O casamento-arraial do príncipe Quimbé e da Cinderela Ana Palma

Quimbé e Ana Palma casaram-se. Não foi um casamento tradicional. Tal como não é tradicional a história de amor que o ator e a produtora vivem há 13 anos.

A 7 de julho, Quimbé e Ana Palma casaram-se. Não foi – podia lá ser… – um casamento tradicional. Tal como não é tradicional a história de amor que o ator e a produtora vivem há 13 anos.

«Estamos a almoçar – eu, a Ana e os miúdos [Dinis, de 14 anos, Vasco, de 10, e Lucas, de 7] – e contámos-lhes. ‘Vocês são uns privilegiados. Vão assistir ao casamento dos vossos pais’», conta Quimbé. Foi assim que deram a notícia de que a união iria ser oficialmente selada.

«A avó não te convidou para o casamento dela?» Questionou um dos rapazes. «Não, filho. Dantes, primeiro as pessoas casavam-se. E depois é que tinham os filhos», explicaram Quimbé e Ana, que «sempre teve o sonho de se casar com um bebé nos braços, em vez de um buquê de noiva».

Quimbé e Ana conheceram-se e iniciaram a relação há 13 anos, um ano depois de ter nascido Dinis, fruto de uma anterior relação da produtora. «É meu filho tanto quanto o Vasco e o Lucas», sente o ator. «Durante dois anos», tentaram uma menina. «Depois não aconteceu e ficámos pelos três rapazes.»

O príncipe Quimbé e a Cinderela Ana Palma

No momento da troca de votos, Quimbé contou a história das alianças que Lucas deixou cair, entre a relva a caminho do altar improvisado na Quinta dos Leitões, em que poucos das centenas de familiares e amigos convidados acreditaram à primeira. «Juro», repetiu várias vezes.

Em 1994, Quimbé escolheu as alianças para o seu casamento. Fê-lo, claro, muito antes de conhecer a companheira, mulher e mãe dos seus três filhos. «Vi as alianças do filme The Crow e fixei a ideia de que seriam as do meu casamento.» E são.

No momento em que o noivo colocou o símbolo de comprometida no anelar esquerdo de Ana Palma, a aliança deslizou. Nem larga, nem apertada. A aliança que o ator comprou há 24 anos tinha a exata medida da mulher por quem viria a apaixonar-se 11 anos depois. Se esta não é a história do príncipe Quimbé e da Cinderela Ana Palma…?

Casamento-arraial

Independentemente de alguns dos ritos indispensáveis ao cerimonial de um casamento terem sido cumpridos – a noiva de vestido branco, o noivo de fato e gravata… –, muito do resto foi à semelhança da imagem de marca de Quimbé.

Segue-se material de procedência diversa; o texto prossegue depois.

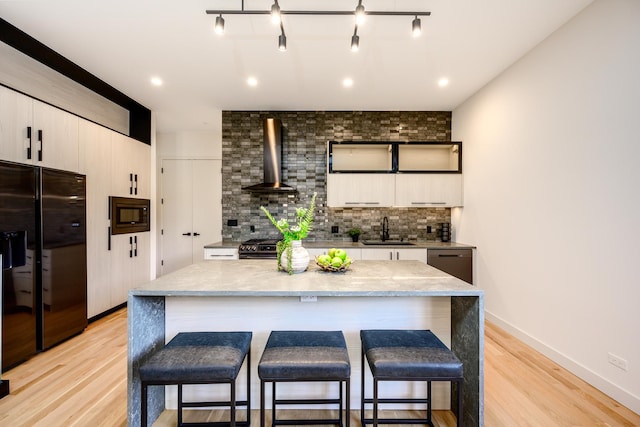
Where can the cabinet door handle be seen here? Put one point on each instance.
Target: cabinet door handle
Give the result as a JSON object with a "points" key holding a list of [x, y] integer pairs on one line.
{"points": [[41, 140], [29, 138]]}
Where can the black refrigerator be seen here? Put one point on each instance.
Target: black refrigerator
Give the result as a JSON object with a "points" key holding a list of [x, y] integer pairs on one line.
{"points": [[44, 273]]}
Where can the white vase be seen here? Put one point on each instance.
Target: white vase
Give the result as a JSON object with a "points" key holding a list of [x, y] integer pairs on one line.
{"points": [[299, 258]]}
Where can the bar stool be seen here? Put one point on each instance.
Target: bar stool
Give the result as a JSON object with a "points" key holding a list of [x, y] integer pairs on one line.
{"points": [[407, 355], [200, 358], [305, 356]]}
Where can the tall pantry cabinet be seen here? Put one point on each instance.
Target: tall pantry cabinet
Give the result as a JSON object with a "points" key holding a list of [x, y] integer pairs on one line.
{"points": [[115, 165]]}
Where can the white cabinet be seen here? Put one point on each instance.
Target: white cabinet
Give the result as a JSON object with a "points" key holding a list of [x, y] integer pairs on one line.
{"points": [[220, 254], [131, 167], [115, 263], [33, 132], [428, 190], [360, 190], [95, 163], [130, 259], [394, 254], [16, 116], [191, 210]]}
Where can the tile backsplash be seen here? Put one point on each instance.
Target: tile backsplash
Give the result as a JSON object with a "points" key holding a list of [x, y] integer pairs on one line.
{"points": [[304, 167]]}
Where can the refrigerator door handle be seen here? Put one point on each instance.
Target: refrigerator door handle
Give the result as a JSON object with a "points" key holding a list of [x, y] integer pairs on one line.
{"points": [[29, 138], [40, 139]]}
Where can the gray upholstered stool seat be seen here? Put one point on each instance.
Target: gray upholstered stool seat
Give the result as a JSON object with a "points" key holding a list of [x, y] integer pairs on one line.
{"points": [[200, 358], [407, 355], [305, 356]]}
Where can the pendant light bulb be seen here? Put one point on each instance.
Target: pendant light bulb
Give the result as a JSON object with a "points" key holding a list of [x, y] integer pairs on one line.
{"points": [[275, 13], [355, 43], [219, 27], [360, 14], [416, 27], [282, 43]]}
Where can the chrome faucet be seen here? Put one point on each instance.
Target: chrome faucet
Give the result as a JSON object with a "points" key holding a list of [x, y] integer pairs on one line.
{"points": [[385, 228]]}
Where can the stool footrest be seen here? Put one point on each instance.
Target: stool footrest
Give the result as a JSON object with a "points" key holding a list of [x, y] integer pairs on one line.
{"points": [[398, 421], [212, 404], [321, 421], [215, 423], [306, 401], [398, 400]]}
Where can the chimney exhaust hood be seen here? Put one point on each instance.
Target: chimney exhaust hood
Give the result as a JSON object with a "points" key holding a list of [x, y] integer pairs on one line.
{"points": [[272, 145]]}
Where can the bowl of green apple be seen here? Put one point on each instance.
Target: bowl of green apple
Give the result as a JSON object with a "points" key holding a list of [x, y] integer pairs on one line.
{"points": [[335, 261]]}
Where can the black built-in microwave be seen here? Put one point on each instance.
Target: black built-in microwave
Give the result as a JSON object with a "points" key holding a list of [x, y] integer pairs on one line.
{"points": [[129, 215]]}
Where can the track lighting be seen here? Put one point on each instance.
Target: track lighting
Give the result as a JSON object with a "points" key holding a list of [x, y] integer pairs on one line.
{"points": [[282, 40], [359, 13], [416, 27], [275, 13], [219, 27], [355, 41], [276, 16]]}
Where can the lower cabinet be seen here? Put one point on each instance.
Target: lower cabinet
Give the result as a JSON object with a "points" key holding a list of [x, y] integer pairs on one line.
{"points": [[394, 254]]}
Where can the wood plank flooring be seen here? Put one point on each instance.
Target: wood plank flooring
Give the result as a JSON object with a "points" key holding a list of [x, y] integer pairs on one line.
{"points": [[82, 382]]}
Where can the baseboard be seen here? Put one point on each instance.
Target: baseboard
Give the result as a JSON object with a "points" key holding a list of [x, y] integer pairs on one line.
{"points": [[623, 396], [4, 388]]}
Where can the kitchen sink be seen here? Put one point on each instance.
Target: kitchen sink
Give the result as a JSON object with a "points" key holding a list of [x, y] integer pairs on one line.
{"points": [[387, 243]]}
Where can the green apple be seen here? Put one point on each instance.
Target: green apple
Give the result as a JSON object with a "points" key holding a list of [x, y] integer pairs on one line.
{"points": [[324, 259], [336, 262], [340, 253]]}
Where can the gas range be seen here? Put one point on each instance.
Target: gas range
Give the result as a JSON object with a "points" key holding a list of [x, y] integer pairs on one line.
{"points": [[258, 249]]}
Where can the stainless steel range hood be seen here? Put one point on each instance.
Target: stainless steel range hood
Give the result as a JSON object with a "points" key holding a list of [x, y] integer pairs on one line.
{"points": [[272, 144]]}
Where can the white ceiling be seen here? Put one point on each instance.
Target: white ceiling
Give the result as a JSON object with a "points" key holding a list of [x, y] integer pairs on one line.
{"points": [[126, 42]]}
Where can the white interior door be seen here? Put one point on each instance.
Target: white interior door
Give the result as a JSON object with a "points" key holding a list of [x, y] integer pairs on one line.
{"points": [[207, 205], [191, 210]]}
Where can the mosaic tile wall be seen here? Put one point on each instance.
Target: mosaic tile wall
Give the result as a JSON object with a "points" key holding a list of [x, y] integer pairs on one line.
{"points": [[304, 167]]}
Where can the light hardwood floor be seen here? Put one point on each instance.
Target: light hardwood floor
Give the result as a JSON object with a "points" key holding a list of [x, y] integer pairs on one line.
{"points": [[82, 382]]}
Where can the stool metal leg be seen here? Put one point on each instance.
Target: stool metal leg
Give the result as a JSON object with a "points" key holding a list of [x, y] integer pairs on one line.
{"points": [[179, 405], [261, 403], [143, 412]]}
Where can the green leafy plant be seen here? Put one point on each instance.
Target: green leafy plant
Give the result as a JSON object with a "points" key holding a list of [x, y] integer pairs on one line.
{"points": [[297, 230]]}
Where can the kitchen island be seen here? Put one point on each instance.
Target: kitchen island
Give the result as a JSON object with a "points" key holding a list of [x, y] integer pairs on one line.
{"points": [[252, 295]]}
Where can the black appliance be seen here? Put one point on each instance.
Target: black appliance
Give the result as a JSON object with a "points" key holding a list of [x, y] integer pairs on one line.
{"points": [[258, 249], [129, 215], [44, 271]]}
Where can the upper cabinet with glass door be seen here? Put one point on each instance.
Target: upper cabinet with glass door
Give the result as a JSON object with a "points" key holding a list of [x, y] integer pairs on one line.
{"points": [[361, 157]]}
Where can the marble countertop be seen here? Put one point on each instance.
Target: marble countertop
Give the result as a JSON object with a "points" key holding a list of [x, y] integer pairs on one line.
{"points": [[346, 244], [260, 278]]}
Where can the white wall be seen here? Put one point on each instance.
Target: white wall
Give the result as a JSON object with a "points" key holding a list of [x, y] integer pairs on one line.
{"points": [[551, 176]]}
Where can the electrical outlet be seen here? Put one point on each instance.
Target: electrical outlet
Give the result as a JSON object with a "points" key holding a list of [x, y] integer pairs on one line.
{"points": [[617, 361]]}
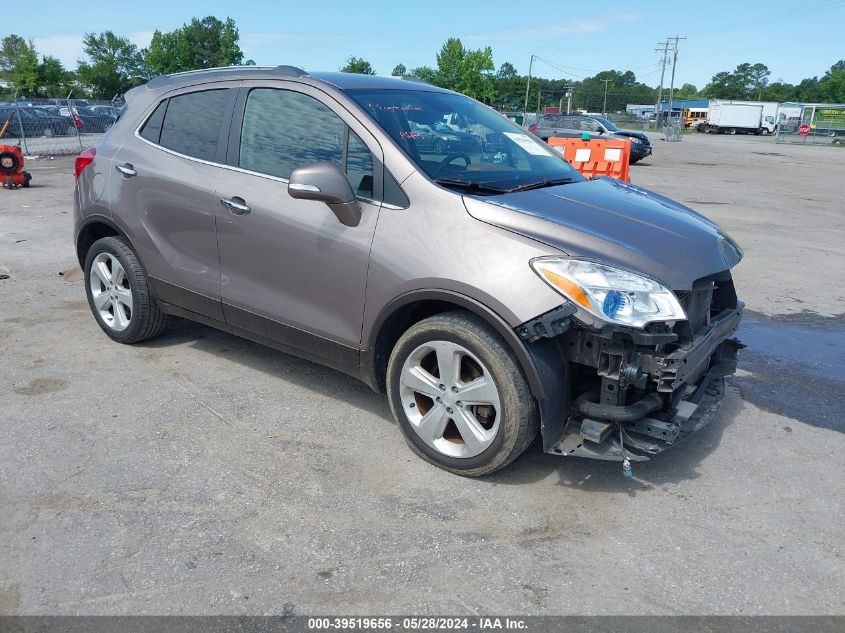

Jogos tradicionais, minis em gigantes baldes de gelo espalhados pela quinta, petiscos, música pimba e tudo o que compõe um genuíno arraial.

«Queríamos que fosse assim, nada do que os nossos já tivessem experimentado. Que fosse um casamento onde todos se sentissem em casa. Que se divertissem. Que fosse a p*ta da loucura», explica Quimbé, aludindo ao seu espetáculo que percorre o País com Rubim Fonseca, marido de Mónica Sofia.

O casamento do príncipe Quimbé e da Cinderela Ana Palma foi mesmo isso… E depois lá foram eles viverem felizes para sempre.